A Bridge Home Venice Beach
- Established: 2020
- Headquarters: Venice Beach, California
- Region served: Los Angeles metropolitan area
- Services: homeless services, residential programs

= A Bridge Home Venice Beach =

American homeless shelter

A Bridge Home Venice Beach was a homeless shelter in Venice Beach, California, announced in 2019 and active from 2020 to 2024. The shelter is part of the A Bridge Home (ABH) program, a Los Angeles temporary housing program that opened at least 10 sites, with plans for 26 sites. The idea behind bridge housing is to temporarily house people until they can be moved to permanent housing.

== Conception ==
The shelter was built on land owned by the Los Angeles County Metropolitan Transportation Authority (Metro). The shelter is estimated to have cost $8.6 million dollars to build and $3.4 million dollars per year to operate. Politicians involved in the opening include Los Angeles's 11th City Council district councilmember Mike Bonin and Los Angeles mayor Eric Garcetti.

== Operation ==
The shelter consisted of bungalows and a large tent, accommodated both men and women, and contained 154 beds. The shelter was "low-barrier" (did not require sobriety), but had rules against drugs and alcohol on premises. The organizations People Assisting The Homeless (PATH) and Safe Place for Youth (SPY) provided services in the shelter. The shelter helped around 772 individuals, and around 211 of those individuals ended up in permanent housing.

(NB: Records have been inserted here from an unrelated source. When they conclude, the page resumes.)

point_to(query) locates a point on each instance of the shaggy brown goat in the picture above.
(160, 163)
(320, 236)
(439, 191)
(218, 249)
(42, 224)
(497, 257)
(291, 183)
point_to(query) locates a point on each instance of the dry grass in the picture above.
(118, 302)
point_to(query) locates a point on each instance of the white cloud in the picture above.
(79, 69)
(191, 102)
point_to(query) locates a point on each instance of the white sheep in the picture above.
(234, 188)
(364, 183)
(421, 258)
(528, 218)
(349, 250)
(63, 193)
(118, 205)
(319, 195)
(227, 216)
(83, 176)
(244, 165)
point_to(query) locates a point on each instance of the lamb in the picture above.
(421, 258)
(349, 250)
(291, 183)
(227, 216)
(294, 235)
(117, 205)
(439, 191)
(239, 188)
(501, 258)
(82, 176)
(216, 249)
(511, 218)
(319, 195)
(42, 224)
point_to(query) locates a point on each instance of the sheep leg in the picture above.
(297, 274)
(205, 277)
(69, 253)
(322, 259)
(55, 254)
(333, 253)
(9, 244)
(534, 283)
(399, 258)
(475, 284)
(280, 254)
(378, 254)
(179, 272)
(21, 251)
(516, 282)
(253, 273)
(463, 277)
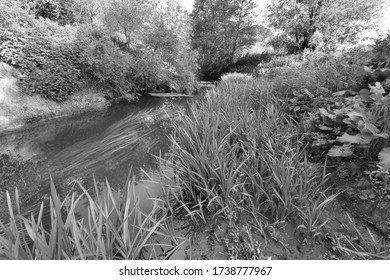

During some of 2020–2021, in response to the COVID-19 pandemic, the shelter's capacity was reduced to promote social distancing. Also during the pandemic, homeless encampment sidewalk cleanups were paused to discourage the homeless from scattering, which it was feared would spread COVID-19.

== Controversy ==
The shelter was located in a mostly residential neighborhood and near Westminster Elementary School, which was controversial. There was also an issue with "dual residents": people who lived in the homeless shelter sometimes but also kept their tents and lived on the streets sometimes. There was also concern with the low number of people graduating from the homeless shelter into permanent housing: an article by the Westside Current states that "after 2 years, only 30 people" moved from A Bridge Home Venice Beach into permanent housing. This is in contrast to the original shelter goals of filling 154 beds and having those residents stay for 90 days before moving to permanent housing, setting an expectation that 600 people per year would make it into permanent housing. Near the shelter, a neighbor complained of having to clean up vomit, and another neighbor described his acquaintances getting assaulted. In a letter by a group of neighbors, they stated that the neighborhood used to be safe, but became unsafe after the shelter opened. There was also an expectation that construction of the homeless shelter would be coupled with a crackdown on homeless camps near the shelter, however there were around 100 encampments recorded in the area one month after the shelter opened.

== Post-closure plans ==
The shelter will be replaced by 341 apartments, 25% of which will be low-income housing, plus commercial space.